The Centre for Genomic Applications (TCGA), Delhi, has generated genetic information on over 4,000 genetic markers from over 1,000 biomedically important and pharmacogenetically relevant genes in reference populations encompassing diversity of populations from across the country.
TCGA is a joint venture between between the IGIB, a CSIR organization which is supported by the Department of Science and Technology (DST) and IMM-The Chatterjee Group. The latter is headed by Indian-born entrepreneur Dr Purnendu Chatterjee, who has also been the founding shareholder of Haldia Petrochemicals in West Bengal.
This collaborative project also involved the efforts of scientists and researchers drawn from six laboratories from the Council of Scientific and Industrial Research (CSIR), along with the Kolkata-based Indian Statistical Institute, and anthropologists from several institutes,
This project is, till date, the largest scientific endeavour in the country after the Indian Council of Agricultural Research's (ICAR) efforts that led to the green revolution in the 1970s.
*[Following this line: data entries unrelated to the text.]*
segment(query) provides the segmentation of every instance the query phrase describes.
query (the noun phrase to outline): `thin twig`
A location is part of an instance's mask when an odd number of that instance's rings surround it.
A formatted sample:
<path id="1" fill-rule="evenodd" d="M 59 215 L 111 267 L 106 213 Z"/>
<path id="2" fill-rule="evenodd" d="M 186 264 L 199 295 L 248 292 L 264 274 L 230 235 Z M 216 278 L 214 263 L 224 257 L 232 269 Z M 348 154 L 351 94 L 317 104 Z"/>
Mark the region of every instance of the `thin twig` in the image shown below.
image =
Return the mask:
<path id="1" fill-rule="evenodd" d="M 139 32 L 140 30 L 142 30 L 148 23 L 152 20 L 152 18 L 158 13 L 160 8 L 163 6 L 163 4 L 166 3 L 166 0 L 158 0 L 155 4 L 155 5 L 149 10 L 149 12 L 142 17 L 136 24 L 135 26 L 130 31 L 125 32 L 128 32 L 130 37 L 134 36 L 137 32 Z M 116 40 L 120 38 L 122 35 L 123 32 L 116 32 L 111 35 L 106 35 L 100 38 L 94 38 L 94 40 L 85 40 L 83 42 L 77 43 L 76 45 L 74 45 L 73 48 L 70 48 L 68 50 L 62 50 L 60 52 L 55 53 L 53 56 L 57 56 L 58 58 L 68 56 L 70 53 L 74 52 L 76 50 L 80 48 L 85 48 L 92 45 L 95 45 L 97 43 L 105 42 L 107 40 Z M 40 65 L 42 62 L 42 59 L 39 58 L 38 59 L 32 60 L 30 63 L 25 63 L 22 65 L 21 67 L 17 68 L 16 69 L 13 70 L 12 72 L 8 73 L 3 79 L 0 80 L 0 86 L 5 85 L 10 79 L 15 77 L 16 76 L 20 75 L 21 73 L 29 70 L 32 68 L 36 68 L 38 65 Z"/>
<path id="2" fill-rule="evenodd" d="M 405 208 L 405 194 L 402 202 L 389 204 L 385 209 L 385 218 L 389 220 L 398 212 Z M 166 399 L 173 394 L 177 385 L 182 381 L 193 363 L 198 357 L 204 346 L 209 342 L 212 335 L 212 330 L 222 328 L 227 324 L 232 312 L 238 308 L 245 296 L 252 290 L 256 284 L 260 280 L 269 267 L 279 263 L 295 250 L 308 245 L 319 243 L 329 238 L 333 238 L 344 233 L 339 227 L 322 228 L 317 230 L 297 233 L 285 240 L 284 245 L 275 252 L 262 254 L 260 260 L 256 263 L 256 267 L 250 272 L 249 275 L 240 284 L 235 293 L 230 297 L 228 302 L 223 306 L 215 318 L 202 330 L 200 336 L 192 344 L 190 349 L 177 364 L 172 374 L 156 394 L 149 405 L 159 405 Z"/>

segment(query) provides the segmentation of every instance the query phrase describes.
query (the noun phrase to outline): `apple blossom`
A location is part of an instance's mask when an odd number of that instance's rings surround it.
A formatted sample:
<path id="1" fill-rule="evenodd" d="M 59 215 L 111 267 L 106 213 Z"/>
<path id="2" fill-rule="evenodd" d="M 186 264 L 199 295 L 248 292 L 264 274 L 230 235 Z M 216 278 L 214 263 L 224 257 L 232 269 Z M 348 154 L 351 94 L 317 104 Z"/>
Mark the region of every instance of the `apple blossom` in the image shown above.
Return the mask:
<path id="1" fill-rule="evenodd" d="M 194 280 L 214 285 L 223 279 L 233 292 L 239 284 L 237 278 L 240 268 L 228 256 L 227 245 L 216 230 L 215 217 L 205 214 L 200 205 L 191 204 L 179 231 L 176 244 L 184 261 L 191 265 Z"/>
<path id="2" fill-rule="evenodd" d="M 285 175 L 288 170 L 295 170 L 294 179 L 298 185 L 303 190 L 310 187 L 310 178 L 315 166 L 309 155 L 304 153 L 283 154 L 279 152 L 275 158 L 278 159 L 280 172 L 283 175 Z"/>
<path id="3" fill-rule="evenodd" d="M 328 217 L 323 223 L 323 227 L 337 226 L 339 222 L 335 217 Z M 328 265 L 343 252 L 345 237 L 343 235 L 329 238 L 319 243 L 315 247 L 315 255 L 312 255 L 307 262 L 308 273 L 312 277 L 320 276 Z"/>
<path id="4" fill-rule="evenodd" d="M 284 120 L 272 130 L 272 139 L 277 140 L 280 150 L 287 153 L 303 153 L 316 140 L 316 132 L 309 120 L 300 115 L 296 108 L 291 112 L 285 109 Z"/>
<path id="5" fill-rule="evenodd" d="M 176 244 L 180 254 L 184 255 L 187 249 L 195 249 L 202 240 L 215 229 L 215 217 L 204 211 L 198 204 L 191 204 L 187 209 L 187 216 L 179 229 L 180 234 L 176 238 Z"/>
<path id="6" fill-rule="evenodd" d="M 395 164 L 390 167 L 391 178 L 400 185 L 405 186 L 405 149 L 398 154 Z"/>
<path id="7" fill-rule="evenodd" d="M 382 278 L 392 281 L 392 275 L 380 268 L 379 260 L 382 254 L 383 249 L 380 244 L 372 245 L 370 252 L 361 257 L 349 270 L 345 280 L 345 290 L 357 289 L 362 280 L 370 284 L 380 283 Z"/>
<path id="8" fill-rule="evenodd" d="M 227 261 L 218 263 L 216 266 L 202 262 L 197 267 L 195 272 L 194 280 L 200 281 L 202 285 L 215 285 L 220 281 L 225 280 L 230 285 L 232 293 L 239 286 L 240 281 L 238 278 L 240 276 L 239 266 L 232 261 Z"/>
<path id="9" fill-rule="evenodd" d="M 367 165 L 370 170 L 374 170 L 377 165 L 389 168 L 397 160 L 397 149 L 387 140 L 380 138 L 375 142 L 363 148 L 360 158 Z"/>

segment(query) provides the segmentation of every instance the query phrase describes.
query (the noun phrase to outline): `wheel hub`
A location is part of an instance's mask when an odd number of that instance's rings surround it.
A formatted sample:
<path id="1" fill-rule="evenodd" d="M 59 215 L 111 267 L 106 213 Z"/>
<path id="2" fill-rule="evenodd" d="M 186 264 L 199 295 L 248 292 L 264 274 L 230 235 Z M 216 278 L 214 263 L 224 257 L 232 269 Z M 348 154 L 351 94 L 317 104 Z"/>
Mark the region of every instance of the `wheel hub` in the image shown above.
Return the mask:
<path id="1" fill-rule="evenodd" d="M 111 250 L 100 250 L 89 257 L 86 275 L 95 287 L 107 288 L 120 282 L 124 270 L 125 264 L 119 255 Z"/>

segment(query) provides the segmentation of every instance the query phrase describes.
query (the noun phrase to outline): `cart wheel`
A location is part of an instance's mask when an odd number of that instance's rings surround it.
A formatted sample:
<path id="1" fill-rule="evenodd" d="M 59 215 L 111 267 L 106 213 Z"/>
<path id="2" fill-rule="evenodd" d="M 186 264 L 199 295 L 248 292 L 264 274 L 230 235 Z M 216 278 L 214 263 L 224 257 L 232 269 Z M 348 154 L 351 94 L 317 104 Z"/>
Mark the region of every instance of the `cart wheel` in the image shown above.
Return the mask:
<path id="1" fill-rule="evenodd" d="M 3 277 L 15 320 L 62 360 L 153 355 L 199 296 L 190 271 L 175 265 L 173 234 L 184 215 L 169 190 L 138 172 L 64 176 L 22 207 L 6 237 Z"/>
This is the first large scale comprehensive study of the structure of the Indian population. The ultimate goal is to create a DNA variation database of the people of India and make it available to researchers for understanding human biology with respect to disease predisposition, adverse drug reaction, population migration
The six CSIR institutions involved in this collaborative research are Centre for Cellular and Molecular Biology (CCMB), Hyderabad; Central Drug Research Institute (CDRI), Lucknow; Institute of Genomics and Integrative Biology (IGIB), Delhi; Indian Institute of Chemical Biology (IICB), Calcutta; Indian Institute of Toxicology Research (IITR), Lucknow, formerly known as Industrial Toxicology Research Centre (ITRC) and Institute of Microbial Technology (IMT), Chandigarh.
Revealing this at a press conference in New Delhi yesterday, union minister for science and technology, and earth sciences Kapil Sibal said that it would help in the construction of 'specific drug response / disease predisposition maps' to aid policy level decision making for drug dosage interventions and disease risk management, especially for complex as well as infectious diseases.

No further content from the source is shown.